CONCEPT Cited by 1 source
Padding removal (variable-length inference)¶
Definition¶
Padding removal (also called variable-length processing) is the inference-engine technique of serving a batch of variable-length transformer inputs as a single concatenated super-sequence instead of padding each sequence to the batch's longest length. Attention masks + position indices restrict each sequence's attention to its own tokens, so the compute cost tracks the actual token count rather than the padded rectangle (Source: sources/2025-12-18-mongodb-token-count-based-batching-faster-cheaper-embedding-inference).
Traditional (B, S_max) batching and its waste¶
Classical inference engines accept requests in the shape (B,
S_max) where B is the batch size and S_max is the longest
sequence in the batch. All shorter sequences are padded with
special <PAD> tokens so tensors line up for uniform GPU kernels.
Consequence: inference time scales with B × S_max, not with the
actual token count. When the token-length distribution is highly
skewed (few long sequences, many short — the canonical pattern
for search / retrieval / recommendation queries), the pad tokens
"do no useful work but still consume compute and memory bandwidth,
so latency scales with B × S_max instead of the actual token
count." In Voyage AI's framing:
- Wasted compute on pad tokens can be the majority of the batch's GPU work at high skew.
- Tail latency is inflated — the longest sequence sets the batch's wall-clock time; one outlier slows everybody.
- Memory bandwidth for pad tokens is real — they move through the pipeline like useful tokens do.
The super-sequence primitive¶
Padding removal restructures the batch: concatenate all active sequences end-to-end into one long super-sequence of length
and hand the inference engine a combined tensor of shape (1, T)
(or equivalent). Per-sequence boundaries are preserved via two
bookkeeping structures that travel with the super-sequence:
- Attention masks — block tokens from one sequence from attending to tokens of another. Usually implemented as sequence-ID vectors consumed by fused attention kernels (FlashAttention family variants with "varlen" support).
- Position indices — per-sequence position IDs so each sequence's positional encoding restarts at 0 at its own start, not at the super-sequence start.
The result: inference time now tracks T, so "GPU work aligned
with what matters." No pad-token compute, no tail-latency inflation
from one long sequence, no wasted memory bandwidth.
Engine support¶
Not all inference engines implement padding removal. Voyage AI names two that do:
- vLLM — packed-sequence serving via paged attention + FlashAttention varlen kernels; canonical open-source engine for efficient transformer serving.

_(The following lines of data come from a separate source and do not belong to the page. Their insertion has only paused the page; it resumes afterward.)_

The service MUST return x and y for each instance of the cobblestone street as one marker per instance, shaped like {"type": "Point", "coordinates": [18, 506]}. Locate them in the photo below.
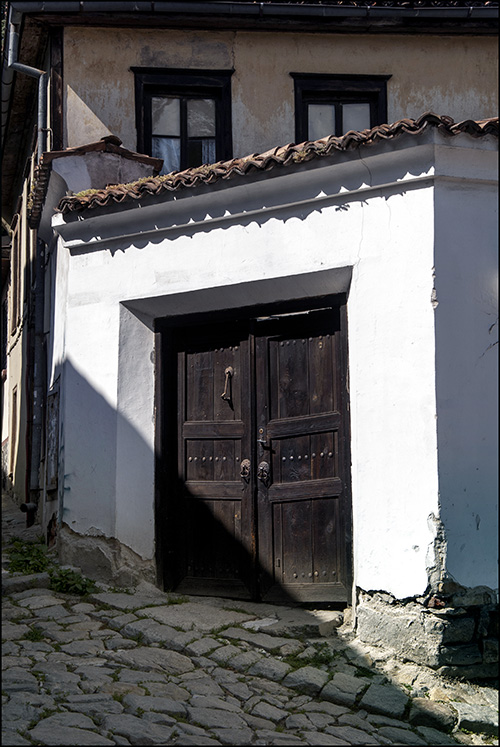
{"type": "Point", "coordinates": [140, 667]}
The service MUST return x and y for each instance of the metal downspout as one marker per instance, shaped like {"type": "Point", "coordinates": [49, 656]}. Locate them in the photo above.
{"type": "Point", "coordinates": [33, 72]}
{"type": "Point", "coordinates": [38, 392]}
{"type": "Point", "coordinates": [38, 389]}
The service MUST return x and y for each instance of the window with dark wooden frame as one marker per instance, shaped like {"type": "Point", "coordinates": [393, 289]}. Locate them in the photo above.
{"type": "Point", "coordinates": [334, 104]}
{"type": "Point", "coordinates": [183, 116]}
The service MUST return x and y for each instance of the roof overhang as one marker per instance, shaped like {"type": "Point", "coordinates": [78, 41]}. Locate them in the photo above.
{"type": "Point", "coordinates": [327, 15]}
{"type": "Point", "coordinates": [387, 167]}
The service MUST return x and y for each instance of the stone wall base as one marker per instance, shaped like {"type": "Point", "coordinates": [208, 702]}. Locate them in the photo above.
{"type": "Point", "coordinates": [458, 636]}
{"type": "Point", "coordinates": [104, 559]}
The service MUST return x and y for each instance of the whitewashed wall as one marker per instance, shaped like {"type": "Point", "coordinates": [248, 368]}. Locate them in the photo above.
{"type": "Point", "coordinates": [376, 215]}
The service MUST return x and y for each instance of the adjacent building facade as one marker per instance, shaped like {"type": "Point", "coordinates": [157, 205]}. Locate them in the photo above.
{"type": "Point", "coordinates": [267, 376]}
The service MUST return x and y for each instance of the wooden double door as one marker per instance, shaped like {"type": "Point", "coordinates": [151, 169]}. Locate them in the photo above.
{"type": "Point", "coordinates": [258, 506]}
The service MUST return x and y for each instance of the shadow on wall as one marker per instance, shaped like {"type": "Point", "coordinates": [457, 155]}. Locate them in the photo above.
{"type": "Point", "coordinates": [167, 535]}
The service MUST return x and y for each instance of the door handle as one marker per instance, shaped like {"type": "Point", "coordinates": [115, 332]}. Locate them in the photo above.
{"type": "Point", "coordinates": [264, 443]}
{"type": "Point", "coordinates": [226, 394]}
{"type": "Point", "coordinates": [264, 473]}
{"type": "Point", "coordinates": [245, 470]}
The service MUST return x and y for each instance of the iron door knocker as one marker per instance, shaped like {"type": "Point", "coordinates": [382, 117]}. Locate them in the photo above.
{"type": "Point", "coordinates": [245, 470]}
{"type": "Point", "coordinates": [264, 473]}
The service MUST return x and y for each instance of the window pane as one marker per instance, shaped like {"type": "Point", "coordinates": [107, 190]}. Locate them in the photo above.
{"type": "Point", "coordinates": [165, 116]}
{"type": "Point", "coordinates": [169, 149]}
{"type": "Point", "coordinates": [355, 117]}
{"type": "Point", "coordinates": [201, 151]}
{"type": "Point", "coordinates": [201, 117]}
{"type": "Point", "coordinates": [321, 120]}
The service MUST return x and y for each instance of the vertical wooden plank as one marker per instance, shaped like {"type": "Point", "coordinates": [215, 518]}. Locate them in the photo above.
{"type": "Point", "coordinates": [199, 385]}
{"type": "Point", "coordinates": [297, 542]}
{"type": "Point", "coordinates": [325, 525]}
{"type": "Point", "coordinates": [293, 379]}
{"type": "Point", "coordinates": [322, 382]}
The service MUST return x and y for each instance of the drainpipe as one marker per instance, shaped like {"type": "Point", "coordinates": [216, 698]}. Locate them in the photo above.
{"type": "Point", "coordinates": [33, 72]}
{"type": "Point", "coordinates": [37, 408]}
{"type": "Point", "coordinates": [38, 390]}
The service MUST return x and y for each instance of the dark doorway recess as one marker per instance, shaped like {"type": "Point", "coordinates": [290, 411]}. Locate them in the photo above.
{"type": "Point", "coordinates": [253, 490]}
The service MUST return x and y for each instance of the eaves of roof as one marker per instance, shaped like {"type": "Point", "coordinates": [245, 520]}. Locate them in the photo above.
{"type": "Point", "coordinates": [287, 156]}
{"type": "Point", "coordinates": [107, 144]}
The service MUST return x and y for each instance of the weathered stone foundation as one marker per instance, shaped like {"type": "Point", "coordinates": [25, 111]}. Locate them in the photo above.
{"type": "Point", "coordinates": [456, 635]}
{"type": "Point", "coordinates": [104, 558]}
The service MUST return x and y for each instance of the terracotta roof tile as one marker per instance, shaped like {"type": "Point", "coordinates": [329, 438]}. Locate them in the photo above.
{"type": "Point", "coordinates": [286, 155]}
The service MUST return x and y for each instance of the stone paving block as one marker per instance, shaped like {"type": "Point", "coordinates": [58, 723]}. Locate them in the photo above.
{"type": "Point", "coordinates": [154, 659]}
{"type": "Point", "coordinates": [243, 661]}
{"type": "Point", "coordinates": [123, 601]}
{"type": "Point", "coordinates": [121, 688]}
{"type": "Point", "coordinates": [234, 736]}
{"type": "Point", "coordinates": [168, 690]}
{"type": "Point", "coordinates": [240, 690]}
{"type": "Point", "coordinates": [136, 676]}
{"type": "Point", "coordinates": [308, 679]}
{"type": "Point", "coordinates": [319, 738]}
{"type": "Point", "coordinates": [255, 722]}
{"type": "Point", "coordinates": [83, 607]}
{"type": "Point", "coordinates": [16, 585]}
{"type": "Point", "coordinates": [55, 612]}
{"type": "Point", "coordinates": [187, 739]}
{"type": "Point", "coordinates": [477, 718]}
{"type": "Point", "coordinates": [356, 720]}
{"type": "Point", "coordinates": [11, 738]}
{"type": "Point", "coordinates": [401, 736]}
{"type": "Point", "coordinates": [213, 717]}
{"type": "Point", "coordinates": [379, 720]}
{"type": "Point", "coordinates": [13, 631]}
{"type": "Point", "coordinates": [350, 735]}
{"type": "Point", "coordinates": [223, 655]}
{"type": "Point", "coordinates": [161, 704]}
{"type": "Point", "coordinates": [119, 621]}
{"type": "Point", "coordinates": [384, 699]}
{"type": "Point", "coordinates": [82, 648]}
{"type": "Point", "coordinates": [203, 686]}
{"type": "Point", "coordinates": [31, 646]}
{"type": "Point", "coordinates": [267, 737]}
{"type": "Point", "coordinates": [159, 718]}
{"type": "Point", "coordinates": [136, 730]}
{"type": "Point", "coordinates": [271, 668]}
{"type": "Point", "coordinates": [18, 679]}
{"type": "Point", "coordinates": [119, 644]}
{"type": "Point", "coordinates": [24, 707]}
{"type": "Point", "coordinates": [270, 712]}
{"type": "Point", "coordinates": [298, 721]}
{"type": "Point", "coordinates": [435, 737]}
{"type": "Point", "coordinates": [13, 661]}
{"type": "Point", "coordinates": [39, 601]}
{"type": "Point", "coordinates": [210, 701]}
{"type": "Point", "coordinates": [202, 646]}
{"type": "Point", "coordinates": [195, 616]}
{"type": "Point", "coordinates": [67, 736]}
{"type": "Point", "coordinates": [259, 640]}
{"type": "Point", "coordinates": [326, 707]}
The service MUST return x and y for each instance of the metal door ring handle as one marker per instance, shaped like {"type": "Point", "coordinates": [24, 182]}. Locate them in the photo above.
{"type": "Point", "coordinates": [245, 470]}
{"type": "Point", "coordinates": [226, 394]}
{"type": "Point", "coordinates": [264, 473]}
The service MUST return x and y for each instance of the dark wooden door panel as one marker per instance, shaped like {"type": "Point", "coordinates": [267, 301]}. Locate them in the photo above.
{"type": "Point", "coordinates": [301, 529]}
{"type": "Point", "coordinates": [213, 440]}
{"type": "Point", "coordinates": [261, 509]}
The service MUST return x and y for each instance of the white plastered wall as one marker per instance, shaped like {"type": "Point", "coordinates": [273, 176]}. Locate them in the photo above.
{"type": "Point", "coordinates": [467, 375]}
{"type": "Point", "coordinates": [387, 237]}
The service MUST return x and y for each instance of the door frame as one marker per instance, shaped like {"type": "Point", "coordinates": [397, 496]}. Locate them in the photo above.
{"type": "Point", "coordinates": [165, 408]}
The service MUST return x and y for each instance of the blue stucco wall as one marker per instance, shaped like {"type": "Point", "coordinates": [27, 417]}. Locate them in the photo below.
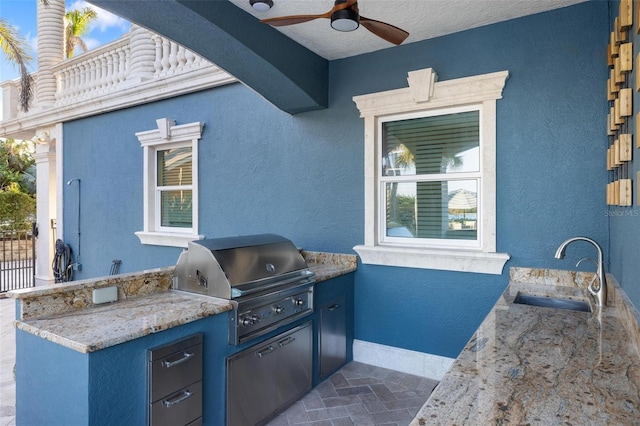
{"type": "Point", "coordinates": [302, 176]}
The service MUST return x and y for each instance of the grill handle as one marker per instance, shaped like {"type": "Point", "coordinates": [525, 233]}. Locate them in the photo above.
{"type": "Point", "coordinates": [178, 399]}
{"type": "Point", "coordinates": [265, 351]}
{"type": "Point", "coordinates": [186, 356]}
{"type": "Point", "coordinates": [285, 342]}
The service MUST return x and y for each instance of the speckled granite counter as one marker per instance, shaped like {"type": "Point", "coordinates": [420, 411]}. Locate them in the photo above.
{"type": "Point", "coordinates": [533, 365]}
{"type": "Point", "coordinates": [65, 314]}
{"type": "Point", "coordinates": [102, 326]}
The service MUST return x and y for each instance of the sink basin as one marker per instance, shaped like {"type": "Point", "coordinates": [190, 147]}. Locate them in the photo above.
{"type": "Point", "coordinates": [552, 302]}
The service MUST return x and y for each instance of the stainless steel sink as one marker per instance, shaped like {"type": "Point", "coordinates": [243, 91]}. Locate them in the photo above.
{"type": "Point", "coordinates": [552, 302]}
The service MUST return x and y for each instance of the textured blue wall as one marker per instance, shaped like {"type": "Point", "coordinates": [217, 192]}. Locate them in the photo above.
{"type": "Point", "coordinates": [302, 176]}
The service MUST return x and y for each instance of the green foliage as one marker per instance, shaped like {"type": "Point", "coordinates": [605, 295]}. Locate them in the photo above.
{"type": "Point", "coordinates": [17, 210]}
{"type": "Point", "coordinates": [17, 166]}
{"type": "Point", "coordinates": [76, 24]}
{"type": "Point", "coordinates": [17, 185]}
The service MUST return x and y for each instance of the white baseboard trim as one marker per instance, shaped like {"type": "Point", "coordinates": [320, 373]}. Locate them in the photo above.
{"type": "Point", "coordinates": [411, 362]}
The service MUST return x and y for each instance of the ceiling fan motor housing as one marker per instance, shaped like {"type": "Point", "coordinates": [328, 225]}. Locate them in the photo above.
{"type": "Point", "coordinates": [345, 19]}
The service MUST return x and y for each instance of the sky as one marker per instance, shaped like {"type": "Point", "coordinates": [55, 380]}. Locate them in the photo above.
{"type": "Point", "coordinates": [21, 14]}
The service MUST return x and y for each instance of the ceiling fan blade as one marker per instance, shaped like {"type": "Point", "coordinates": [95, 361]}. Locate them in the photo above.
{"type": "Point", "coordinates": [385, 31]}
{"type": "Point", "coordinates": [281, 21]}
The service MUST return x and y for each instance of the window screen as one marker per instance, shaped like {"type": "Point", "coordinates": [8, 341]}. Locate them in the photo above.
{"type": "Point", "coordinates": [430, 176]}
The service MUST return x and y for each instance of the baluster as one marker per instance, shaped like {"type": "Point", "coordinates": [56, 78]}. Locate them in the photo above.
{"type": "Point", "coordinates": [122, 65]}
{"type": "Point", "coordinates": [58, 76]}
{"type": "Point", "coordinates": [157, 64]}
{"type": "Point", "coordinates": [190, 57]}
{"type": "Point", "coordinates": [83, 80]}
{"type": "Point", "coordinates": [165, 54]}
{"type": "Point", "coordinates": [173, 56]}
{"type": "Point", "coordinates": [76, 81]}
{"type": "Point", "coordinates": [181, 57]}
{"type": "Point", "coordinates": [94, 84]}
{"type": "Point", "coordinates": [104, 72]}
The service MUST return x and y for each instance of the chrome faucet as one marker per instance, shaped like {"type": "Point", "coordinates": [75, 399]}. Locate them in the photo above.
{"type": "Point", "coordinates": [599, 292]}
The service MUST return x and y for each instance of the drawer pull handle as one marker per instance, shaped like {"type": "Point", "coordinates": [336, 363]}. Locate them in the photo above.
{"type": "Point", "coordinates": [285, 342]}
{"type": "Point", "coordinates": [265, 351]}
{"type": "Point", "coordinates": [186, 356]}
{"type": "Point", "coordinates": [178, 399]}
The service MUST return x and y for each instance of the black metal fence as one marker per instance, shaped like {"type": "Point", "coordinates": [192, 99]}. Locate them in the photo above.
{"type": "Point", "coordinates": [17, 260]}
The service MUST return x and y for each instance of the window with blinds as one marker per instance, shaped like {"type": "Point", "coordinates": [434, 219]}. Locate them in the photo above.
{"type": "Point", "coordinates": [174, 170]}
{"type": "Point", "coordinates": [430, 178]}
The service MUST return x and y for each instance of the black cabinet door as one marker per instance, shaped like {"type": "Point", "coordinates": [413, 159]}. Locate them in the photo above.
{"type": "Point", "coordinates": [332, 336]}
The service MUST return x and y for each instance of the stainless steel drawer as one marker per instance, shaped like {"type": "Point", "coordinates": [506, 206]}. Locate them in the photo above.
{"type": "Point", "coordinates": [267, 377]}
{"type": "Point", "coordinates": [174, 366]}
{"type": "Point", "coordinates": [180, 408]}
{"type": "Point", "coordinates": [174, 383]}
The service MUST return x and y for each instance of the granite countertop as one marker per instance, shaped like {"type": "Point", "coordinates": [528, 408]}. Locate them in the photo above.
{"type": "Point", "coordinates": [102, 326]}
{"type": "Point", "coordinates": [534, 365]}
{"type": "Point", "coordinates": [65, 314]}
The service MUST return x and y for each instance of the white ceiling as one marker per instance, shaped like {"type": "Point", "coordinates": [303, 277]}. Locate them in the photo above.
{"type": "Point", "coordinates": [423, 19]}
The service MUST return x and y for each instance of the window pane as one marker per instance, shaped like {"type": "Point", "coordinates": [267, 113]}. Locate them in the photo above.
{"type": "Point", "coordinates": [174, 167]}
{"type": "Point", "coordinates": [427, 145]}
{"type": "Point", "coordinates": [176, 209]}
{"type": "Point", "coordinates": [434, 209]}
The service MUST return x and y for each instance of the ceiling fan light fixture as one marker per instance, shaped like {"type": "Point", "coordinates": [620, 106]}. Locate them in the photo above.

- SGLang — similar packed-sequence support; designed for LLM serving with structured generation.
Engines without padding removal (e.g.
Hugging Face Inference in its default configuration — the
baseline Voyage AI compared against) pay the B × S_max cost
unconditionally.
Why padding removal unlocks token-count batching¶
Token-count-based batching
is only meaningful on an engine with padding removal. Without
padding removal, inference time is B × S_max — bounding the batch
by Σ token_count doesn't bound the batch's forward-pass time.
Padding removal aligns the GPU's work axis with the
scheduler's budget axis, at which point gating batch admission
by token count gates batch latency.
The two primitives compose:
padding removal : inference time = T = Σ token_count_i
token-count batch: admit requests until Σ token_count ≤ optimal_batch_size
→ batch forward-pass latency ≤ inference-time-at-optimal_batch_size (Source: sources/2025-12-18-mongodb-token-count-based-batching-faster-cheaper-embedding-inference).
Cost side¶
Padding removal is not free:
- Attention-kernel complexity — naive
(B, S_max)attention is simpler than varlen. Requires FlashAttention-family kernels withcu_seqlens/ similar packed-sequence APIs. - Batch composition overhead — the scheduler now has to track per-sequence boundaries, cumulative lengths, per-sequence positions across batches.
- Tooling / debugging — shape is no longer
(B, S); sequence-level profiling requires boundary-aware tooling.
For high-skew, latency-sensitive, memory-bound workloads — exactly the query-side embedding case — the economic win dwarfs the cost.
Seen in¶
- 2025-12-18 Voyage AI / MongoDB — Token-count-based batching — padding removal in vLLM is framed as the "key technique that enables effective batching" for Voyage AI's query-embedding workload; combined with token-count batching to deliver 50 % GPU-inference latency reduction with 3× fewer GPUs (sources/2025-12-18-mongodb-token-count-based-batching-faster-cheaper-embedding-inference).